Campbell: Yeah, it's not a one-trick pony. It already generates about $250 million in sales per quarter. If you look at last quarter, sales were up about 14%. It markets a drug, Vivitrol, that's used to help prevent relapses for people who are addicted to alcohol or that use drugs. Sales of that drug were $80 million last quarter, up 15% year over year. It also has an atypical anti-psychotic drug, Aristada, that's approved and generating revenue growth for the company. It also collects royalties on a bunch of different anti-psychotic drugs that are on the market already and marketed by some of the largest companies in the world.
This is definitely a company that generates revenue on an adjusted basis. It turns a profit. But this is obviously a disappointing failure because it's a multibillion-dollar marketplace, and it could have turned this 5461 into a billion-dollar blockbuster for them.

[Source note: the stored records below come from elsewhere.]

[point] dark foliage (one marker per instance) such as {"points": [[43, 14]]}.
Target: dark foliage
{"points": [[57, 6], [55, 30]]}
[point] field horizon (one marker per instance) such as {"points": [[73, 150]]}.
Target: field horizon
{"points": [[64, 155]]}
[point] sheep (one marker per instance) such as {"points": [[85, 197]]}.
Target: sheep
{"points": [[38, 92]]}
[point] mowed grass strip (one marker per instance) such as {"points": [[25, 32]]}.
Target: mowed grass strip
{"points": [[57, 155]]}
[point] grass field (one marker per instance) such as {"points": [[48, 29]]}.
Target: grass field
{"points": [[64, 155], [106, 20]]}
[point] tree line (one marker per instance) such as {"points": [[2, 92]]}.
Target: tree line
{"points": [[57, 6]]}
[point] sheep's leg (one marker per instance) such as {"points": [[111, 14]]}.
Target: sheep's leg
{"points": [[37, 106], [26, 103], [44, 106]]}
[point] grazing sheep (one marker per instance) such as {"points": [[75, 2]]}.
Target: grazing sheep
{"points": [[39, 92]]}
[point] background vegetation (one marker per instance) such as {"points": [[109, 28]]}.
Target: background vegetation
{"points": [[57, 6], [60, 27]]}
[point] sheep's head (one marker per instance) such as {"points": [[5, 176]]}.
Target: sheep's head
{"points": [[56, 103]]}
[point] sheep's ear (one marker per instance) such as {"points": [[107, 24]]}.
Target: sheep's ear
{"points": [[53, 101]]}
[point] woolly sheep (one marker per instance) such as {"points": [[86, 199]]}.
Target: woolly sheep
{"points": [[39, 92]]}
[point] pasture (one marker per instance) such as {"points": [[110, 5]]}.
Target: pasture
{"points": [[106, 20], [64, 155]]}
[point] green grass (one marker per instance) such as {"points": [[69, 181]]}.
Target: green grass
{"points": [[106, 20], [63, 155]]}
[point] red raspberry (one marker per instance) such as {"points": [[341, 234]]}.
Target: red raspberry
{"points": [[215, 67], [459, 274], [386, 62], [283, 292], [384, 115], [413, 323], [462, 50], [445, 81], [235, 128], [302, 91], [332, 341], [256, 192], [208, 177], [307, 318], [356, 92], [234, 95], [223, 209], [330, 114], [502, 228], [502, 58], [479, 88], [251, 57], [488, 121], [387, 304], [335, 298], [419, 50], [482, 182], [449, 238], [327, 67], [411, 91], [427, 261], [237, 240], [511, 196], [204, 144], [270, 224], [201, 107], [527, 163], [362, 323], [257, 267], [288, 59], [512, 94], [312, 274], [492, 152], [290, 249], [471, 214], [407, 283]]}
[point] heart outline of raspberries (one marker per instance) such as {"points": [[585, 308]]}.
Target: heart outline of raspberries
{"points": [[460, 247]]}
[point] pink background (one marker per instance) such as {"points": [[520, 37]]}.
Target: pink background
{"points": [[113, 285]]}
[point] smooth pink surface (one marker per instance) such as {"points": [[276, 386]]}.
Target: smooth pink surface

Their next thing that investors are going to want to keep an eye out for is results from a drug called 3831 that's being evaluated in schizophrenia. Basically, it's a version of Zyprexa, which is commonly used but its patent expired, so they can manipulate it if they want, and they are. They're manipulating it so that it doesn't result in weight gain, which has been a big drawback of Zyprexa. Phase 3 results are expected before the end of this year. If they're positive, they could file for FDA approval next year. Zyprexa's peak sales were above $2 billion, so theoretically, this could add nicely to its sales in the future.
Jones: Absolutely. Also, what's really interesting is, Alkermes also has an early immuno oncology asset in their pipeline now. It'll be interesting to see this traditionally CNS-focused company pivot into immuno oncology. Certainly something to keep an eye on.